The need for touch, as important as it is throughout our lives, is never more crucial than immediately following and shortly after exit from the womb. Because vision and hearing take time to fully develop, touch becomes possibly the most critical of all the senses to the newborn. There’s no question that babies deprived of motherly affection don’t fare too well–emotionally or physically. Years of experience with infants raised in public institutions have shown this to be true. Earlier in the century, infants, forced to live in such sterile environments, often wasted away and died. Back then, no one could provide any good explanations. Today, scientists offer fresh insight. Their studies on both human and animal babies have shown that the brain–by releasing or withholding certain chemicals–regulates the physical and emotional development of the infant. And the brain’s actions, in turn, are controlled by touch. In studies with premature infants, half of the tiny babies, selected at random, were gently stroked for 45 minutes a day. The other half was not. Although all were fed the same amount of calories, after ten days, the touched babies weighed-in 47% heavier than the unstimulated group. Not only were those babies bigger, they were happier as well. The stroked kids were more active, more alert and more responsive to social stimulation.

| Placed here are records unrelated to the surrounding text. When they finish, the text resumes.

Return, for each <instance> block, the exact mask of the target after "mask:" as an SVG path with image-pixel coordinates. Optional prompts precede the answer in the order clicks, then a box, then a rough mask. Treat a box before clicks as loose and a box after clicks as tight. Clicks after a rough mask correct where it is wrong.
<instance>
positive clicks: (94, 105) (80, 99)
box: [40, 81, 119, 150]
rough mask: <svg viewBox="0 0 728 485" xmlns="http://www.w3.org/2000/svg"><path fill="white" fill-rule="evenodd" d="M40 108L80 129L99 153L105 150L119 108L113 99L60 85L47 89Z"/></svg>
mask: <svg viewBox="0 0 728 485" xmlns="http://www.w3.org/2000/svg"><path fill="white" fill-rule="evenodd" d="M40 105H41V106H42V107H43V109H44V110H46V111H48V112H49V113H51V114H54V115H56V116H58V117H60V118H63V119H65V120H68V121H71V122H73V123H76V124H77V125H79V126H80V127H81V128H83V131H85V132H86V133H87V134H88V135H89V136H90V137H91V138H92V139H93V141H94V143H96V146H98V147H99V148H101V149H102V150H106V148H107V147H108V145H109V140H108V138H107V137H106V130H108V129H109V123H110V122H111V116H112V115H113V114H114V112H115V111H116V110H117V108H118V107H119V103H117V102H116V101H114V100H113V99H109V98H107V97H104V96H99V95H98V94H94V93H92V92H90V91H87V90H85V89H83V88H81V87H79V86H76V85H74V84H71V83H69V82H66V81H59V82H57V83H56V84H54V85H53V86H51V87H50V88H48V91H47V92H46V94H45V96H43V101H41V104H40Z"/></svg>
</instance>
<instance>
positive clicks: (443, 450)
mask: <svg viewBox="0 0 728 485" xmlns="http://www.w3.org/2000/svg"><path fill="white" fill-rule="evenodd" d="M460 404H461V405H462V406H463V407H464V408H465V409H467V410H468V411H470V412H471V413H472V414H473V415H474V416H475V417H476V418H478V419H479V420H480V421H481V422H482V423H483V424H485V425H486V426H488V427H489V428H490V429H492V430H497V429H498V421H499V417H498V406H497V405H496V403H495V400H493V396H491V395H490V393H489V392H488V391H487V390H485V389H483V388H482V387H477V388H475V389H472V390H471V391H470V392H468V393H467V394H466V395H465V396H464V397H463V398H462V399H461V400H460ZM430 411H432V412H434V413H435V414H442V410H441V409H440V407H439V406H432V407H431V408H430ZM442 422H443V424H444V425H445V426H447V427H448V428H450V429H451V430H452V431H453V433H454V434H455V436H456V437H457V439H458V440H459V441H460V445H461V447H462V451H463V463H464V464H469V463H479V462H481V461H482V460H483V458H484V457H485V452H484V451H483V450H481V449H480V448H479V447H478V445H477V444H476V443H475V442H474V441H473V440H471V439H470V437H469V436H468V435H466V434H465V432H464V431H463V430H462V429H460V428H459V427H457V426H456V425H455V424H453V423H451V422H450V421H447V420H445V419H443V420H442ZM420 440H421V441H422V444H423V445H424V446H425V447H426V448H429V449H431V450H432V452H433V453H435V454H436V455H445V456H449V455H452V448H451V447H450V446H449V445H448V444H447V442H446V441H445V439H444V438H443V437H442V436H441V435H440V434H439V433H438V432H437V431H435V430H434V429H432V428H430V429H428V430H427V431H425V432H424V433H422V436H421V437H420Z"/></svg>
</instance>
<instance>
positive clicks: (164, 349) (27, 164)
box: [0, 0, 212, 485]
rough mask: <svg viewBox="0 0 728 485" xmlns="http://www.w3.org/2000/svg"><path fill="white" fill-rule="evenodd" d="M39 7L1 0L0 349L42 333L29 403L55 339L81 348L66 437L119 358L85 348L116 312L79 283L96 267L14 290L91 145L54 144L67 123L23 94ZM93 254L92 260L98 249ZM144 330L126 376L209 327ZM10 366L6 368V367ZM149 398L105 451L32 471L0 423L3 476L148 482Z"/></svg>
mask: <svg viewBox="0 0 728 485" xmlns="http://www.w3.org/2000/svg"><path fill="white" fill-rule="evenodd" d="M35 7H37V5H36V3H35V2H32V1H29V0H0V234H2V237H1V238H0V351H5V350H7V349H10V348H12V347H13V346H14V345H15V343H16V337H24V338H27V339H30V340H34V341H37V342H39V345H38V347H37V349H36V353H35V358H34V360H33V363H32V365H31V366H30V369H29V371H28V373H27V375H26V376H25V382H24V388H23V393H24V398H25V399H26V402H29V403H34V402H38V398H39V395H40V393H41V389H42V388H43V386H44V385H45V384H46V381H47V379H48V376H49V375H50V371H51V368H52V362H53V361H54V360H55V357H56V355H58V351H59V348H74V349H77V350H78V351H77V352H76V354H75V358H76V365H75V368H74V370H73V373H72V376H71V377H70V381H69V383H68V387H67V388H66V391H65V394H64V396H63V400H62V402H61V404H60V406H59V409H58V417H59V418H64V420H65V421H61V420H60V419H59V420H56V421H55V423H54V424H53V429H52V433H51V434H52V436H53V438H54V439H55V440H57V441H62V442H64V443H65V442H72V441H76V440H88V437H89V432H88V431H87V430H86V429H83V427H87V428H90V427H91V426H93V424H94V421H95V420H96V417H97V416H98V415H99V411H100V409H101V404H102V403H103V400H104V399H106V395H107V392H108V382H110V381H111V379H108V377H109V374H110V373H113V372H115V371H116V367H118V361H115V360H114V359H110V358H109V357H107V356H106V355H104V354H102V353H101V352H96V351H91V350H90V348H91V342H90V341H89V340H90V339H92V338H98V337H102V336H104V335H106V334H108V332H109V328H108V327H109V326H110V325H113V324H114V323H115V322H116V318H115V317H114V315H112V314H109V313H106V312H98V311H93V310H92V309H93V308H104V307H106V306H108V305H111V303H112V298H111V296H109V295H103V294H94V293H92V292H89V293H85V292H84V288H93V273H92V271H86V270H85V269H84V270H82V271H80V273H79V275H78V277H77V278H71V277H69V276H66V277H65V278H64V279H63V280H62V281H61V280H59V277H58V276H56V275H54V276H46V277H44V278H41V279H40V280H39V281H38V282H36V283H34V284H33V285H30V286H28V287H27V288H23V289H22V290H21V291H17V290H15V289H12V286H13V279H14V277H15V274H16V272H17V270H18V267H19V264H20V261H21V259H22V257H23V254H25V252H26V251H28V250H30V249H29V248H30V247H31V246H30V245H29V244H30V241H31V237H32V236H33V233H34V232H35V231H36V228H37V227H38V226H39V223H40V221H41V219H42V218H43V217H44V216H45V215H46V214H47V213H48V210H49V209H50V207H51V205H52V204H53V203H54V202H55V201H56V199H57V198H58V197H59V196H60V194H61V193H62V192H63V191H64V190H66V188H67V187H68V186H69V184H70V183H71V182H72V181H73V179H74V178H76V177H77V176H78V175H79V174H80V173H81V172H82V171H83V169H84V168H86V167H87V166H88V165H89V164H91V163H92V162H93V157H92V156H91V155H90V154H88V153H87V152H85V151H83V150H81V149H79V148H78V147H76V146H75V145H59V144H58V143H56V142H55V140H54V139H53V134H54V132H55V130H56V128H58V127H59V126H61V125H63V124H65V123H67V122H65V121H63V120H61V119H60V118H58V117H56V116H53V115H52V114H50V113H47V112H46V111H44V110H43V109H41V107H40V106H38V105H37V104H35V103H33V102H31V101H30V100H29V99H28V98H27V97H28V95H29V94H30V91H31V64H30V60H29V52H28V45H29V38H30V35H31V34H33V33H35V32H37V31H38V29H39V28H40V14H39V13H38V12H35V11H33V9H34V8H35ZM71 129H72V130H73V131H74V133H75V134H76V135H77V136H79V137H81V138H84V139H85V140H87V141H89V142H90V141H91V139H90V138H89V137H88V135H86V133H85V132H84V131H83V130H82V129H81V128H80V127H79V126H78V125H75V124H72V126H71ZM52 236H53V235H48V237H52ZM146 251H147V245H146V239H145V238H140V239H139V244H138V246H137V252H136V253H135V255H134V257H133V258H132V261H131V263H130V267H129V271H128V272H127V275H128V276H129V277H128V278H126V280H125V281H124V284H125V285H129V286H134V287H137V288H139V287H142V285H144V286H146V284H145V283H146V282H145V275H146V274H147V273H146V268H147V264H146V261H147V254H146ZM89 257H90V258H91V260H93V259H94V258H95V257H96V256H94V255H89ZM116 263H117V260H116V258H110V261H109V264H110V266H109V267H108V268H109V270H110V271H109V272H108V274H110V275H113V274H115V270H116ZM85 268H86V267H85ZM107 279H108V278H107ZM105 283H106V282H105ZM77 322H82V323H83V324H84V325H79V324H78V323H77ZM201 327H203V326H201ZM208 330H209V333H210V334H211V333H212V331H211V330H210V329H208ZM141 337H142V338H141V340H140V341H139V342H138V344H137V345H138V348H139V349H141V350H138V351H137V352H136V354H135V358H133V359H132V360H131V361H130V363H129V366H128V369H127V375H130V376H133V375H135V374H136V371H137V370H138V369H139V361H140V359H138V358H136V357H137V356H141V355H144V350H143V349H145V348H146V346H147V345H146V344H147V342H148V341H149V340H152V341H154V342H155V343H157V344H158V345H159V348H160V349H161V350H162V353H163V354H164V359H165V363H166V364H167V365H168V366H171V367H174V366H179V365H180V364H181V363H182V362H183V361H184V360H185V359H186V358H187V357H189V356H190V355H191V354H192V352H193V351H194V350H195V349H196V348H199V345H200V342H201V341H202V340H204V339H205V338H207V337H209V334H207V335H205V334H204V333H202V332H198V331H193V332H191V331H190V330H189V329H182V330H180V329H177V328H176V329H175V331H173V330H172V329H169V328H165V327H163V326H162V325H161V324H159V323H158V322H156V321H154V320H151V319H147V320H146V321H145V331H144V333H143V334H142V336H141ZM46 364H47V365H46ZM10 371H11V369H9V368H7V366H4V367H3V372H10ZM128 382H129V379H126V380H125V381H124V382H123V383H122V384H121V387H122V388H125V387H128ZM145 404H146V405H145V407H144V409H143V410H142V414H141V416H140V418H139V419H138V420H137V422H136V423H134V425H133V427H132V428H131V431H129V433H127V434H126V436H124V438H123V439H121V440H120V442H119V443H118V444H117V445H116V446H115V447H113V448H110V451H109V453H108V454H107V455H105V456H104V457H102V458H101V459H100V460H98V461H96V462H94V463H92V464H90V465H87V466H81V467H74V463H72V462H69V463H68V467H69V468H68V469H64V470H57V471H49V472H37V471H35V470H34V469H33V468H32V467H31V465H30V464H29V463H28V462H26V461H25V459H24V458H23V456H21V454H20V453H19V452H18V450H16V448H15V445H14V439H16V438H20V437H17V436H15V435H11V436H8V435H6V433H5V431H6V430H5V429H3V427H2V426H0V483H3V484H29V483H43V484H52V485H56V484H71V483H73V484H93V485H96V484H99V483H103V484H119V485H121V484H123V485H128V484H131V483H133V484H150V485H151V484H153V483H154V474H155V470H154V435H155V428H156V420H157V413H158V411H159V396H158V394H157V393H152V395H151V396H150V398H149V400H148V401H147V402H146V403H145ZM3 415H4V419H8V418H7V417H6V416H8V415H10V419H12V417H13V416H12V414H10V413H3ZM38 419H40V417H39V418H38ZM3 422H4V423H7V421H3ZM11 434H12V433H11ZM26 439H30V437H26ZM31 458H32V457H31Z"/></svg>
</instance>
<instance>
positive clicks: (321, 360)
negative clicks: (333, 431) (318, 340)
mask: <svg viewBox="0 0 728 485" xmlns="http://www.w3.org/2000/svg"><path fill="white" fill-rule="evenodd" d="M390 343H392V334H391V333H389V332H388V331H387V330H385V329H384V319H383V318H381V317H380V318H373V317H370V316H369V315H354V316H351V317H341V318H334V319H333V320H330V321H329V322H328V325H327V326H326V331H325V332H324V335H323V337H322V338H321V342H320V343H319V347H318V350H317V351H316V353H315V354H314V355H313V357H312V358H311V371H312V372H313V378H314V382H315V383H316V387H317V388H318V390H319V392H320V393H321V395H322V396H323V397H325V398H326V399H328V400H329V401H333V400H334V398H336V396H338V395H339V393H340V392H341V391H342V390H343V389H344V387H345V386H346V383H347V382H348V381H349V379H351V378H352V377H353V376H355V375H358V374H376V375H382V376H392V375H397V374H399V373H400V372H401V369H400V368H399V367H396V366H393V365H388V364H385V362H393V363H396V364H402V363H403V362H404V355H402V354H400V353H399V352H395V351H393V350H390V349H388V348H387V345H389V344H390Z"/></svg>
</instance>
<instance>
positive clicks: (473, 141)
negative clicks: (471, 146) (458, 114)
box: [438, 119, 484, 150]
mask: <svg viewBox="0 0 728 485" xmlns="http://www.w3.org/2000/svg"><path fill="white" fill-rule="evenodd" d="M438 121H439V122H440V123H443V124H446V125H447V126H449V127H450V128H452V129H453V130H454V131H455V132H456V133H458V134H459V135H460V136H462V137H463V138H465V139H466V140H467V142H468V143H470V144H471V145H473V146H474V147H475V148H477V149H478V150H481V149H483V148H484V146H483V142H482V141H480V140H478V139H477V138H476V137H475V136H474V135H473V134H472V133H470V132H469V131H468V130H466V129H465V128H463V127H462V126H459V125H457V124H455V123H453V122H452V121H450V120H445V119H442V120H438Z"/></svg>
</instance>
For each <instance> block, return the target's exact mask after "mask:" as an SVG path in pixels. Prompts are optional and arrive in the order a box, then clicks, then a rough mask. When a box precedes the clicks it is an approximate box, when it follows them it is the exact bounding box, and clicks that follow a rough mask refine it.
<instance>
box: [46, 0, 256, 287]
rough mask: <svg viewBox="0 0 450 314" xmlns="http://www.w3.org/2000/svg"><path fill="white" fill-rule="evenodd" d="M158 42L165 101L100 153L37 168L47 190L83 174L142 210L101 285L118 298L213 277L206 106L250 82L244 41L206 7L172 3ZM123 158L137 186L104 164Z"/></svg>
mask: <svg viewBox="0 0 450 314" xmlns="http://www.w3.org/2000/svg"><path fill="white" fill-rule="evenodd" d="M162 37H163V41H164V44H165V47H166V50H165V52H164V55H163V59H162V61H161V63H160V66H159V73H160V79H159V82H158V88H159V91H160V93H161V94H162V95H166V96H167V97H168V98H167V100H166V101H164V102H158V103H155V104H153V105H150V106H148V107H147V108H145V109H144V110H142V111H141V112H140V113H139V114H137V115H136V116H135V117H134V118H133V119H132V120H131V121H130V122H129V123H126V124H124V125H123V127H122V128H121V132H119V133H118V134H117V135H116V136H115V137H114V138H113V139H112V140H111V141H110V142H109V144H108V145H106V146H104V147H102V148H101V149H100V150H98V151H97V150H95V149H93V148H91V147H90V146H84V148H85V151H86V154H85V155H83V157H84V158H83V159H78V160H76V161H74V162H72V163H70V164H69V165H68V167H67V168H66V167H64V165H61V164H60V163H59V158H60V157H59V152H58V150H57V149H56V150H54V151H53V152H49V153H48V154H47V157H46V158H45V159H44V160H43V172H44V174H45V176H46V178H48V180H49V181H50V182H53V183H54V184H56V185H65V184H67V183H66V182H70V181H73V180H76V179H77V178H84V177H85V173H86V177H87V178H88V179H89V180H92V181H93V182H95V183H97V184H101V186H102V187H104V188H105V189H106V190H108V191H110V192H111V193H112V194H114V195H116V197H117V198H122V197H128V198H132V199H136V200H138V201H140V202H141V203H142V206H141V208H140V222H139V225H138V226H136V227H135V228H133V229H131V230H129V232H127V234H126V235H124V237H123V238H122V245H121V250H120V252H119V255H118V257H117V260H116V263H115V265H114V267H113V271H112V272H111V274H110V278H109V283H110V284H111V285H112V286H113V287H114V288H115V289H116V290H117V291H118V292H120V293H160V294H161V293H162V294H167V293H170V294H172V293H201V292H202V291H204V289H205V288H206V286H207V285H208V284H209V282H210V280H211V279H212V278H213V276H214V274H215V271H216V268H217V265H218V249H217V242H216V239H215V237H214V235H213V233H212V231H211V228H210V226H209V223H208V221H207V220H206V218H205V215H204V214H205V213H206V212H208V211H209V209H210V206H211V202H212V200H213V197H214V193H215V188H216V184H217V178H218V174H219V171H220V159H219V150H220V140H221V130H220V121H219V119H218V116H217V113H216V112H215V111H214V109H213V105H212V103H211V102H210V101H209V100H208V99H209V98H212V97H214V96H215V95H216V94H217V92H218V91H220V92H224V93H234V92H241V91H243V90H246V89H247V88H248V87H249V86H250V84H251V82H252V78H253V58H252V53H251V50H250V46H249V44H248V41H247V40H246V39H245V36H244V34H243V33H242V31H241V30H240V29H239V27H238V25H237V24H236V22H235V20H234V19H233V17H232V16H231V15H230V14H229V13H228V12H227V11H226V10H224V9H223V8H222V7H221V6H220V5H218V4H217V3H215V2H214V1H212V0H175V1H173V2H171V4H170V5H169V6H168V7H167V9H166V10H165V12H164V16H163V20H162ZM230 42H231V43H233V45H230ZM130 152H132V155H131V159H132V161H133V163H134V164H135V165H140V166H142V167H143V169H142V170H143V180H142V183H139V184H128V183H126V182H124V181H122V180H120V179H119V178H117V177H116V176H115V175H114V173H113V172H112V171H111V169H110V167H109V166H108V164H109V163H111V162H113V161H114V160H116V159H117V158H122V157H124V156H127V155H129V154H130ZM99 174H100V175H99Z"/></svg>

In the adolescent years, the parents and child begin to withdraw from one another; the teenager, out of a sense of self-consciousness with her new feelings and physical changes, and the parents, out of book-learned attitudes and discomfort with their developing offspring. Hugging, kissing, and physical closeness may diminish or stop completely then, leaving the young adult starved for affection. This hunger is often satiated through indiscriminate sex with peers; a way of continuing touching where parents left off. The need for touching does not exclude the elderly. While the skin of an older person may be aesthetically less appealing because of wrinkles, spotting, and dryness, the human being inside the skin craves touching more than ever.